Рене облегченно вздохнул:
— Слава Богу. Она заставляла вас надеть его?
— Таково было ее желание.
— Где этот перстень, покажите мне его!
— Вот он, — и Лесдигьер достал из кармана королевский подарок.
— Дайте его сюда.
Франсуа протянул перстень парфюмеру. Тот покосился на Шомберга и спросил:
— Ведь вы Шомберг? Друг мсье Лесдигьера?
— Вы не ошиблись, мэтр.
— В таком случае, я могу говорить свободно.
И он углубился в созерцание перстня.
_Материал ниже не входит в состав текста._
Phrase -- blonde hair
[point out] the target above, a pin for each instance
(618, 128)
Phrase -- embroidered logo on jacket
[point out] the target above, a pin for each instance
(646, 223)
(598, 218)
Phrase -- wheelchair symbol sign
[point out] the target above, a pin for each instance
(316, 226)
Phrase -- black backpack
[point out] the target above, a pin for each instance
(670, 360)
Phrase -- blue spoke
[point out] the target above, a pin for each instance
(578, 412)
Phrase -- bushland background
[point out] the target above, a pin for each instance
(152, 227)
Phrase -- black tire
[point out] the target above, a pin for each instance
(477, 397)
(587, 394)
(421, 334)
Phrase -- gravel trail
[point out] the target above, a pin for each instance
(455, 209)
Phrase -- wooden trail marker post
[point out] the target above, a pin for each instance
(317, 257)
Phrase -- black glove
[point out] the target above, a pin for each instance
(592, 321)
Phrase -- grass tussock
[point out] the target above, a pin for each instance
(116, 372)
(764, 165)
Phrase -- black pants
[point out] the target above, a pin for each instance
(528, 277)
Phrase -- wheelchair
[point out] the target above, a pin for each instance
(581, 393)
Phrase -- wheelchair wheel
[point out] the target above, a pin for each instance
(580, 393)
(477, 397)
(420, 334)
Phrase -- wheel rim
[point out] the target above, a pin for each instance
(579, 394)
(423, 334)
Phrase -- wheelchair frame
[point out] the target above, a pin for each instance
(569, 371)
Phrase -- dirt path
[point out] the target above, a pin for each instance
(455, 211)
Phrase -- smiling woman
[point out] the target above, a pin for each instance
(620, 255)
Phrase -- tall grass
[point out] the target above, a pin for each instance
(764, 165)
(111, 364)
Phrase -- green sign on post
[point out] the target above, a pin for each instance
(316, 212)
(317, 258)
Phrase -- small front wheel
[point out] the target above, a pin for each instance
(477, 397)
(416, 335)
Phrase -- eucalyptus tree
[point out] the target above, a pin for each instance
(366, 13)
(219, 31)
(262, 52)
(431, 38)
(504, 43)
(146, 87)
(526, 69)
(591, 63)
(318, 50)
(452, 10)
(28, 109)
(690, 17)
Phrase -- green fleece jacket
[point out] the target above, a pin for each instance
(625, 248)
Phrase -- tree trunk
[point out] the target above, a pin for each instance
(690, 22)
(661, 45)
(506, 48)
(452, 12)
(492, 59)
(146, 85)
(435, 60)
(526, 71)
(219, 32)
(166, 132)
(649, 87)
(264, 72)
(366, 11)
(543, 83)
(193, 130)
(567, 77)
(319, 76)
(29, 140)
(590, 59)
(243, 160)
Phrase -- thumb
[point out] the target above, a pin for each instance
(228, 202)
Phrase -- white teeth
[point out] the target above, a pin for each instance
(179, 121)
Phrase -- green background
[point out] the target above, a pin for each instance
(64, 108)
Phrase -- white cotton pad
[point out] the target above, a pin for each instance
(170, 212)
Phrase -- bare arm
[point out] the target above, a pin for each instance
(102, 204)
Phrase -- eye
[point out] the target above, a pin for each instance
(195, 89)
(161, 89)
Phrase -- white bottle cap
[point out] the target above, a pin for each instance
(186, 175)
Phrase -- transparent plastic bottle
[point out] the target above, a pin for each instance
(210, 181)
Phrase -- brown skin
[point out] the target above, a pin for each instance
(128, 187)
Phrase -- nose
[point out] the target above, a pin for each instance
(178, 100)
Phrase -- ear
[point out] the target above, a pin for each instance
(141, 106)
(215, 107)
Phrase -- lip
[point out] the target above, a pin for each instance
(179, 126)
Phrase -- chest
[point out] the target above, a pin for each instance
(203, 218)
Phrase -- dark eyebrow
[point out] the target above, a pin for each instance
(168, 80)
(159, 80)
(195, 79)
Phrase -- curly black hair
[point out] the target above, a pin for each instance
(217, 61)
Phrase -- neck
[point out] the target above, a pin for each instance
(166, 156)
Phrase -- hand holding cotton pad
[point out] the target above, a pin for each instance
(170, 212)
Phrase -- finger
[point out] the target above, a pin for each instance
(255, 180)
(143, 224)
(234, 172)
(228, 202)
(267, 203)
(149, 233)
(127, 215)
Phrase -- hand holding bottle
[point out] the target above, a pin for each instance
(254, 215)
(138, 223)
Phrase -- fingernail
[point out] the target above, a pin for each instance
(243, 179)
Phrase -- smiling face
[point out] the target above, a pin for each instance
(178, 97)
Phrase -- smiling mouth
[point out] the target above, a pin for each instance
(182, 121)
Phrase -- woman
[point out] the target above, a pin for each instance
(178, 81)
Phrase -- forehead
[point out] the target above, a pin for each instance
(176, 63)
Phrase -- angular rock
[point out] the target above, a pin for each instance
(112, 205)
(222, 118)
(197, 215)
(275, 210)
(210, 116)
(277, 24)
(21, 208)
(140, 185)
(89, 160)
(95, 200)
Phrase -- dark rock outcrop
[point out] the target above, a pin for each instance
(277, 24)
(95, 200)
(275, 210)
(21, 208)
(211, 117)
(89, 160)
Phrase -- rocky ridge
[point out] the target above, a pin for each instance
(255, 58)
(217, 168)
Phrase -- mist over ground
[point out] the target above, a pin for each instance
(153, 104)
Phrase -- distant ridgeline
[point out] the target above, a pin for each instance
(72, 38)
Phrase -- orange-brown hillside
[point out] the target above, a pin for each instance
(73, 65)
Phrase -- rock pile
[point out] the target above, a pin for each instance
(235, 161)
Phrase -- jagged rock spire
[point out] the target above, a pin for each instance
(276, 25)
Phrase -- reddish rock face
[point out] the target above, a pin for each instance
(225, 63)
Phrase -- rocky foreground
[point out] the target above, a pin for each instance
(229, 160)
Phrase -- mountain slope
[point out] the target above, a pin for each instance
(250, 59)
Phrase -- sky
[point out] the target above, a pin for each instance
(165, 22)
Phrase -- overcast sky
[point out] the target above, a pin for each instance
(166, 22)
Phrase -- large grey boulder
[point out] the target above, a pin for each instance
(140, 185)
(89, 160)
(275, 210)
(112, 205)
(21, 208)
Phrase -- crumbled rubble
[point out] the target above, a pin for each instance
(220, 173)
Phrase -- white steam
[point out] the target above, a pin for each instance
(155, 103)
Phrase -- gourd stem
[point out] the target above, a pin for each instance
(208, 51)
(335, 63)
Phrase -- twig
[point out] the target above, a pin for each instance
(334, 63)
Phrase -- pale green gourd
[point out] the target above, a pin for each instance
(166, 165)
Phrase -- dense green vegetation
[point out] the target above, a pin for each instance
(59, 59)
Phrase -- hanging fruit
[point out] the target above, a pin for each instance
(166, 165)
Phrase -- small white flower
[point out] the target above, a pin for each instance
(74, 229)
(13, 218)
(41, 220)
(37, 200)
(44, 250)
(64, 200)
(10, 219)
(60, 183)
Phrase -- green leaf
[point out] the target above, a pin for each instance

Вооружившись маленькой лупой, он с полминуты вертел его в руках, разглядывая со всех сторон, потом тихо проговорил, вернее, прошептал:
— Так и есть.
Друзья по-прежнему молчали, ожидая объяснений миланца. Вместо этого Рене произнес:
— Человеку, убившему любовника, не дарят перстней, молодой человек. Ваше счастье, что у вас оказались тонкие пальцы, вам не помогло бы уже ничто: против аква тофана бессильно все. А теперь подождите меня здесь, я пойду к королеве. Уверен, что через несколько минут она вас вызовет и даст другой перстень взамен этого. И тот, другой, вы уже смело можете надеть на палец, ничего не боясь. Кстати, ведь королева-мать до сих пор не знает, что это именно вы спасли мне жизнь тогда, зимой, на улице Д'Эсперон. — И тут же исчез за дверью, ведущей в покои королевы-матери.